La Ilíada
La Ilíada 561 También entalló una hermosa viña de oro, cuyas cepas, cargadas de negros racimos, estaban sostenidas por rodrigones de plata. Rodeábanla un foso de negruzco acero y un seto de estaño, y conducía a ella un solo camino por donde pasaban los acarreadores ocupados en la vendimia. Doncellas y mancebos, pensando en cosas tiernas, llevaban el dulce fruto en cestos de mimbre; un muchacho tañía suavemente la harmoniosa cítara y entonaba con tenue voz un hermoso lino, y todos le acompañaban cantando, profiriendo voces de júbilo y golpeando con los pies el suelo.
573 Puso luego un rebaño de vacas de erguida cornamenta: los animales eran de oro y estaño, y salían del establo, mugiendo, para pastar a orillas de un sonoro río, junto a un flexible cañaveral. Cuatro pastores de oro guiaban a las vacas y nueve canes de pies ligeros los seguían. Entre las primeras vacas, dos terribles leones habían sujetado y conducían a un toro que daba fuertes mugidos. Perseguíanlos mancebos y perros.

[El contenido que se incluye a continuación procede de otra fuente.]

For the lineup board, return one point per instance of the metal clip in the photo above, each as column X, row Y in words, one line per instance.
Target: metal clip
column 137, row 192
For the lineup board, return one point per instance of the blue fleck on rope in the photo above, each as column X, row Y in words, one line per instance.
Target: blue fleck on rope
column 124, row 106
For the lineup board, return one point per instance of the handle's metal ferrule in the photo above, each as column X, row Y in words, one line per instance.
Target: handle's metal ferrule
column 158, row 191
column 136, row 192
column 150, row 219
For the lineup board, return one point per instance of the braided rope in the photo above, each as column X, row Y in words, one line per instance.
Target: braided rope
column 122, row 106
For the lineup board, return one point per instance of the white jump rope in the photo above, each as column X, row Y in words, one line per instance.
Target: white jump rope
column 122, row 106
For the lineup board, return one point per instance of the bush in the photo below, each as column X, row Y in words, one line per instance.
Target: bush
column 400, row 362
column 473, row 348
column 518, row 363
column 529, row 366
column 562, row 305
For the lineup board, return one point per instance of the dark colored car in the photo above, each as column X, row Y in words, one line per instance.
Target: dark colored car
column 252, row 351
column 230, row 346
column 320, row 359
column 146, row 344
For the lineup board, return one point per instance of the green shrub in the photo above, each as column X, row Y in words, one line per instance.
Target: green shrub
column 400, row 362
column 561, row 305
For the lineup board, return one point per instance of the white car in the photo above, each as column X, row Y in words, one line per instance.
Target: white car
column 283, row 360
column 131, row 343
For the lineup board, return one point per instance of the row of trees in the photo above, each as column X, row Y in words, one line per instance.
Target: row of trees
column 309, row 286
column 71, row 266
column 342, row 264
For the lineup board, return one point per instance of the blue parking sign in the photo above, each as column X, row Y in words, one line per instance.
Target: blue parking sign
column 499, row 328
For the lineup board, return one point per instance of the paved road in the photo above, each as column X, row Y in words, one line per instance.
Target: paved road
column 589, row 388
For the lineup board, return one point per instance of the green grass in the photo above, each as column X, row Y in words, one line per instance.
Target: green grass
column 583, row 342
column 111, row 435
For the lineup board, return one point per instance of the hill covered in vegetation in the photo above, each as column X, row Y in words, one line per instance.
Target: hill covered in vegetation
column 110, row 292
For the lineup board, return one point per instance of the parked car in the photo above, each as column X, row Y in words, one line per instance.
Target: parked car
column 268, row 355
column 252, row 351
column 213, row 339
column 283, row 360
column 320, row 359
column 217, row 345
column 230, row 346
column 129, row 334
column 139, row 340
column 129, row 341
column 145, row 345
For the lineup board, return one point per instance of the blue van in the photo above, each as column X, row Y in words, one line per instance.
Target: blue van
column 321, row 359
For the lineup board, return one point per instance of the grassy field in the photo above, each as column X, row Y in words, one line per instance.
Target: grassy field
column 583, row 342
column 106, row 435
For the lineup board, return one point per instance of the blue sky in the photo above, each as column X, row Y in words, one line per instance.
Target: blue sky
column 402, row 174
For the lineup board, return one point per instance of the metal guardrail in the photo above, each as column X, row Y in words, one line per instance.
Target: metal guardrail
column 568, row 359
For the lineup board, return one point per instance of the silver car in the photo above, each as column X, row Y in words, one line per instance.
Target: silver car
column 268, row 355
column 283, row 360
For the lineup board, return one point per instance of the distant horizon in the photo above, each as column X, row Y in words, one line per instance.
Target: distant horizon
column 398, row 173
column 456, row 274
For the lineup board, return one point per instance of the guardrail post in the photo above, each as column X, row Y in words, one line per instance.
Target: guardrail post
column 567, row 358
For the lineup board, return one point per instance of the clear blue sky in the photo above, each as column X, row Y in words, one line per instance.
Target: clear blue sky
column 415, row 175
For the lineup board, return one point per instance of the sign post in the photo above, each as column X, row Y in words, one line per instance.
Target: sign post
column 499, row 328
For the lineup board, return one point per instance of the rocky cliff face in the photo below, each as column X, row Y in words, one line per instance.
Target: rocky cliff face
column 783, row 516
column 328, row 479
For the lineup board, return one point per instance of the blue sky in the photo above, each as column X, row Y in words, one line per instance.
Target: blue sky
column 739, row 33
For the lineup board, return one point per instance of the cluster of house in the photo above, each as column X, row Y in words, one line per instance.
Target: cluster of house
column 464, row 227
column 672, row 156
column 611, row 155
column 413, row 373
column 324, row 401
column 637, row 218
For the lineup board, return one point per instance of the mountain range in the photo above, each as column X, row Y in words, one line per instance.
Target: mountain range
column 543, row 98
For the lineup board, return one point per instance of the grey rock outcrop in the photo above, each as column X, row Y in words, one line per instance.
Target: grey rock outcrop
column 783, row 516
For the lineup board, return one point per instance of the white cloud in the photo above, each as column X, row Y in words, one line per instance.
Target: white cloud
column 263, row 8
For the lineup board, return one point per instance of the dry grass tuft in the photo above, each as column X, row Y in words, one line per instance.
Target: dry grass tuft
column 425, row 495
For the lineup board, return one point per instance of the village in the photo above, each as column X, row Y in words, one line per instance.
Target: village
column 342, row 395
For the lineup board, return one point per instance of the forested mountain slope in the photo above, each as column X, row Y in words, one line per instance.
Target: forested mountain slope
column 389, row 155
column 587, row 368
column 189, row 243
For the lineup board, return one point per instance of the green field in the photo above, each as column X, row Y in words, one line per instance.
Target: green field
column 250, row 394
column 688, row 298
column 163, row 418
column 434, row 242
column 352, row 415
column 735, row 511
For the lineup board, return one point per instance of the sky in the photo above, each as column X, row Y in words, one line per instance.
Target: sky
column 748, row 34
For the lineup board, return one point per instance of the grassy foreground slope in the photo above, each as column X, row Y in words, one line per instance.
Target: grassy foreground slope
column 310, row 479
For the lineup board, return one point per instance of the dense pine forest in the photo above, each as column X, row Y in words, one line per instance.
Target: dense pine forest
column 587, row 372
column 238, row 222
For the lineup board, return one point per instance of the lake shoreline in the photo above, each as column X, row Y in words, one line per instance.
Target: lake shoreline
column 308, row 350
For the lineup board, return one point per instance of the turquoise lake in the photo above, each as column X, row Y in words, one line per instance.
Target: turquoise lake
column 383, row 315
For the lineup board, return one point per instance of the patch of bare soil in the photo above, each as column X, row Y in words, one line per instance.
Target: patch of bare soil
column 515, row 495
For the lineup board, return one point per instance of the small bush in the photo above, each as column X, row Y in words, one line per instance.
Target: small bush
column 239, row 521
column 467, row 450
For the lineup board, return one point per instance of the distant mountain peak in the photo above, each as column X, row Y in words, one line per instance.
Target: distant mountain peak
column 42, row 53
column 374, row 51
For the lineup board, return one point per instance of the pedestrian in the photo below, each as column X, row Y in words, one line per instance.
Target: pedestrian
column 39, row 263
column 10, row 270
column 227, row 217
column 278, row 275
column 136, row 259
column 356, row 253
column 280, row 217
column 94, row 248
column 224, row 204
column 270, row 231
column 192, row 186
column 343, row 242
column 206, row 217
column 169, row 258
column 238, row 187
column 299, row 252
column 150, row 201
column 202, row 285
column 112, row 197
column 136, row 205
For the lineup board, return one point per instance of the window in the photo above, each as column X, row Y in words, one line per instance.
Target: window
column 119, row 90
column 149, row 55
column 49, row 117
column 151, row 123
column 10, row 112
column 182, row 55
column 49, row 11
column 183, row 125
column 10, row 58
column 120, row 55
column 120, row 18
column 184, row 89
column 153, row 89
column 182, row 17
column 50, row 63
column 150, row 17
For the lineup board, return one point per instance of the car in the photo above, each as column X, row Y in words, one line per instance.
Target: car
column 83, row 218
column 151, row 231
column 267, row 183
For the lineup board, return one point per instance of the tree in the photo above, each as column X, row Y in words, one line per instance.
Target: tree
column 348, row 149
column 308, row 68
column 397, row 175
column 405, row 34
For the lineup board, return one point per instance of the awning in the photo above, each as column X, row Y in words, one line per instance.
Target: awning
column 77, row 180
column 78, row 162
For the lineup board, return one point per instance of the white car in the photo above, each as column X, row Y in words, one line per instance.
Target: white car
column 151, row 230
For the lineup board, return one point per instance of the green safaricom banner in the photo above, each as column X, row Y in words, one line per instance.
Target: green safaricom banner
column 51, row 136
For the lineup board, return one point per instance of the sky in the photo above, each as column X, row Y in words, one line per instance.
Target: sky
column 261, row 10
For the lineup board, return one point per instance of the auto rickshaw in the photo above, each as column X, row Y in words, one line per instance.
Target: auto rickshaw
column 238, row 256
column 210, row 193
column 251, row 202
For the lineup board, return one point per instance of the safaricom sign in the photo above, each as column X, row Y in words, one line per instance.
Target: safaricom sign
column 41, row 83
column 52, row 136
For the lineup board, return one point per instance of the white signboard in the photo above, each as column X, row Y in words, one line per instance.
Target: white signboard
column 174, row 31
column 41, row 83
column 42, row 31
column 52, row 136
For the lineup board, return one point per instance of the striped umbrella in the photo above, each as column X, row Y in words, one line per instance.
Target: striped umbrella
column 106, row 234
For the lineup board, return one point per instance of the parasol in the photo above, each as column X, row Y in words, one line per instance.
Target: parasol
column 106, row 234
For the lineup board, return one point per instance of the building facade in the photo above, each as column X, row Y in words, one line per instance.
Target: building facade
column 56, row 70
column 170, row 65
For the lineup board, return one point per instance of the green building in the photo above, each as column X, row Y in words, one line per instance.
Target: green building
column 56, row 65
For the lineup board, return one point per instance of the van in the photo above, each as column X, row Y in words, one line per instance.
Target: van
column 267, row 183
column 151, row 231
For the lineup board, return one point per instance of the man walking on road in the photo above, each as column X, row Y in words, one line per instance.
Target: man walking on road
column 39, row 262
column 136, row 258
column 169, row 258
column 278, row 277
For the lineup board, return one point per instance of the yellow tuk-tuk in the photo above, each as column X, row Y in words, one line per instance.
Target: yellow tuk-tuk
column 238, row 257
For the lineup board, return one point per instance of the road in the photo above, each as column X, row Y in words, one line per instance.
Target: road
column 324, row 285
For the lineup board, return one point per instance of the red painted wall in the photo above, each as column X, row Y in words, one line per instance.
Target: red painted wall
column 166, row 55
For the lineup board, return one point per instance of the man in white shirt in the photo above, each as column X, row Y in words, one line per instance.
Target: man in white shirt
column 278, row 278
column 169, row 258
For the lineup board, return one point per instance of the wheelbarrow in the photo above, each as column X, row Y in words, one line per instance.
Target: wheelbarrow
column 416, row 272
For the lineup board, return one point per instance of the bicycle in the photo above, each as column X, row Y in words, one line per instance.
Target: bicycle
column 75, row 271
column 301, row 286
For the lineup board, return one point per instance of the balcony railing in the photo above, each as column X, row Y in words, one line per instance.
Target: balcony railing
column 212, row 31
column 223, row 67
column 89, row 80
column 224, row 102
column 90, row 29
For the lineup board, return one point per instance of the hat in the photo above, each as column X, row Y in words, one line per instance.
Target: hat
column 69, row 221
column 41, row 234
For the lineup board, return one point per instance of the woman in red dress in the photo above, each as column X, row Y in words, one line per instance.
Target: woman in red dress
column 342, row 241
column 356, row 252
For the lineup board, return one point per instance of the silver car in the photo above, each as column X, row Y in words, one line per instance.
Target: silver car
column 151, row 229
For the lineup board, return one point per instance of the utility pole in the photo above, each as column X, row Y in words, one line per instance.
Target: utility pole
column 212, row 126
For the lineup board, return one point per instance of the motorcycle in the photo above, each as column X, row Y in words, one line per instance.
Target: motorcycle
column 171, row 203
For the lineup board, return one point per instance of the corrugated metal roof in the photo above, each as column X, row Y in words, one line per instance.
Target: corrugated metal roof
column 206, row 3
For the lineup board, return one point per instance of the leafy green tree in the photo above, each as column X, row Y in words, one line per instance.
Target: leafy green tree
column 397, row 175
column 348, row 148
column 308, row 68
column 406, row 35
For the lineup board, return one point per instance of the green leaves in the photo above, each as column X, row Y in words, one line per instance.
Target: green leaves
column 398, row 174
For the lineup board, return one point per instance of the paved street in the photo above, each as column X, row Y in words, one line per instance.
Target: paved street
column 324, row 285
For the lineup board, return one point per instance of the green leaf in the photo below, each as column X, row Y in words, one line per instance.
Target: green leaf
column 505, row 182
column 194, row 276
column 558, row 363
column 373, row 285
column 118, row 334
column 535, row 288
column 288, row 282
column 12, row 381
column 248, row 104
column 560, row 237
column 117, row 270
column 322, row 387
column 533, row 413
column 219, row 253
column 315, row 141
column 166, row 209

Pero los leones lograban desgarrar la piel del corpulento toro y tragaban los intestinos y la negra sangre; mientras los pastores intentaban, aunque inútilmente, estorbarlo, y azuzaban a los ágiles canes: éstos se apartaban de los leones sin morderlos, ladraban desde cerca y rehuían el encuentro de las fieras.